Simulation results, 260 fs after the main laser peak interacted with the target front surface: (a) Proton energy spectra of different simulated hydrogen target geometries (of target width w and thickness t, if applicable), averaged within an emission angle of ±4.5° from the 0° axis. (b) Phase space images along the laser axis for the cylindrical jet with diameter d = 5 μm and the planar jet with dimensions 20 μm × 2 μm, with an initial target center position at y = 15 μm, indicated by a dashed line. Features leading to the highest proton energies are identified as typical TNSA from the front and the rear surface of the target. Some protons from the target front are accelerated through the target in laser forward direction.

Figure 5.

Figure 5

Simulation results, 260 fs after the main laser peak interacted with the target front surface: (a) Proton charge density for four different hydrogen target shapes (5 μm circular, 10 μm × 2 μm, 20 μm × 2 μm, infinite with 2 μm thickness). The laser irradiates the target from the left side. Dashed white line indicates initial target position. (b) Rear side proton emission angle distribution corresponding to the target shapes in (a). The angular range covered by our RCF stacks is marked by gray dashed lines in the left-most geometry case.

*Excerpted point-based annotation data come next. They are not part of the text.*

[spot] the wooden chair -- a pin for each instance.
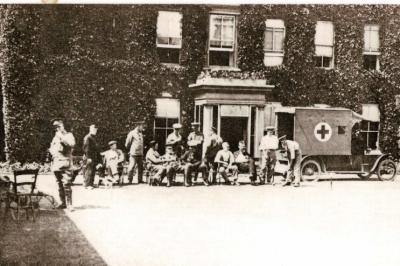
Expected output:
(23, 195)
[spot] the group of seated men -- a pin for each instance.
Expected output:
(216, 161)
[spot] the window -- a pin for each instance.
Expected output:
(273, 42)
(169, 36)
(222, 40)
(324, 44)
(167, 113)
(370, 132)
(371, 47)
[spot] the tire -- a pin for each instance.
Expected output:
(310, 171)
(386, 170)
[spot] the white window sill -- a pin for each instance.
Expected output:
(172, 65)
(222, 68)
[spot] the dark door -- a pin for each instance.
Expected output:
(233, 130)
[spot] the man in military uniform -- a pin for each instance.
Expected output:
(245, 162)
(294, 155)
(212, 144)
(268, 146)
(198, 138)
(113, 159)
(192, 162)
(175, 139)
(134, 143)
(154, 162)
(91, 157)
(61, 150)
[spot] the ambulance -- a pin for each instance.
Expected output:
(335, 140)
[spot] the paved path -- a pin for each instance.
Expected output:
(349, 223)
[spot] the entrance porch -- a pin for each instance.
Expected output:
(239, 109)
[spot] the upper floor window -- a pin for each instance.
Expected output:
(169, 36)
(324, 39)
(371, 47)
(222, 40)
(274, 37)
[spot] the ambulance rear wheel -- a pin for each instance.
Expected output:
(310, 171)
(364, 175)
(386, 170)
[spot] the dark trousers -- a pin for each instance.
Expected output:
(89, 173)
(135, 161)
(64, 182)
(249, 167)
(189, 168)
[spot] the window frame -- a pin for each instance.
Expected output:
(170, 46)
(232, 51)
(332, 58)
(370, 52)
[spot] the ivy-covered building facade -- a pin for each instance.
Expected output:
(223, 66)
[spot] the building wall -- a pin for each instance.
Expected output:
(99, 64)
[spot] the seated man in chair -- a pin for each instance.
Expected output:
(225, 161)
(154, 164)
(245, 163)
(171, 163)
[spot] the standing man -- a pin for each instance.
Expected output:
(226, 161)
(212, 144)
(192, 162)
(175, 139)
(294, 155)
(197, 138)
(113, 159)
(91, 157)
(245, 162)
(61, 151)
(268, 146)
(134, 143)
(154, 162)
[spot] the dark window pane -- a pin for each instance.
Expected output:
(172, 121)
(168, 55)
(364, 125)
(318, 61)
(370, 62)
(341, 130)
(160, 122)
(373, 138)
(219, 58)
(215, 116)
(373, 126)
(326, 61)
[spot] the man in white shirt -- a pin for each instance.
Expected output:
(113, 159)
(225, 160)
(268, 146)
(294, 155)
(154, 162)
(175, 139)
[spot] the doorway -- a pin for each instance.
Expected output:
(233, 130)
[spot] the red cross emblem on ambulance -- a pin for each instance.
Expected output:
(323, 132)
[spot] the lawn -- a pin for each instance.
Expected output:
(52, 240)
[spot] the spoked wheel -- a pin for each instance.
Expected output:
(310, 171)
(386, 170)
(364, 175)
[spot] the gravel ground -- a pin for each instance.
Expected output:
(343, 222)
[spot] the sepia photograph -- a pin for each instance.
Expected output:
(199, 134)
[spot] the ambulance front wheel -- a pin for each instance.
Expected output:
(386, 170)
(310, 171)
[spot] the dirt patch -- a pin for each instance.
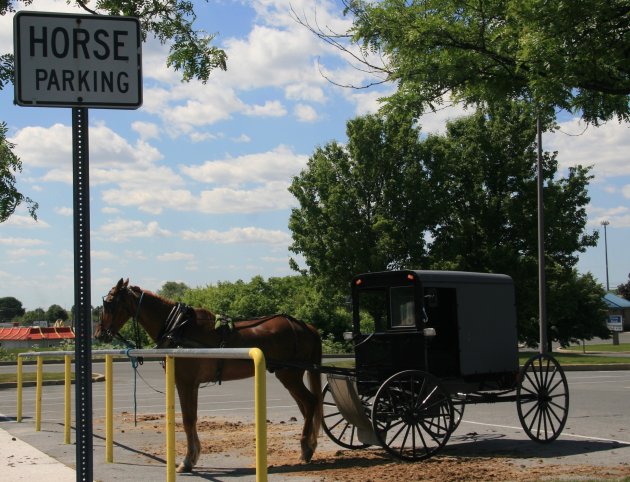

Figure 5 displays the transition between four of the five numerically investigated target shapes regarding spatial charge density and energy resolved angular emission distribution of the generated proton beams. While protons accelerated from the circular target are emitted almost isotropically within the simulation plane (with a slight increase in the laser direction), a strong 0° component marking the target normal in laser direction is observed for the rectangular targets, reaching maximum proton energies. The 0° component is flanked by a large background that spans over the entire half sphere reaching energies that are about half the maximum energy observed in the forward accelerated component. By increasing the lateral size of the target, proton emission in larger solid angles becomes less evident and finally vanishes, leaving only an emission angle of ±20° for energies around 10 MeV and decreasing with growing proton energy, which is consistent with TNSA from foils.

The main effects dominating the generated proton beam quality, i.e. the target surface curvature and lateral target size, can be quantified by comparing the proton spectra of all simulated hydrogen target geometries along the 0° axis (refer to Fig. 4a).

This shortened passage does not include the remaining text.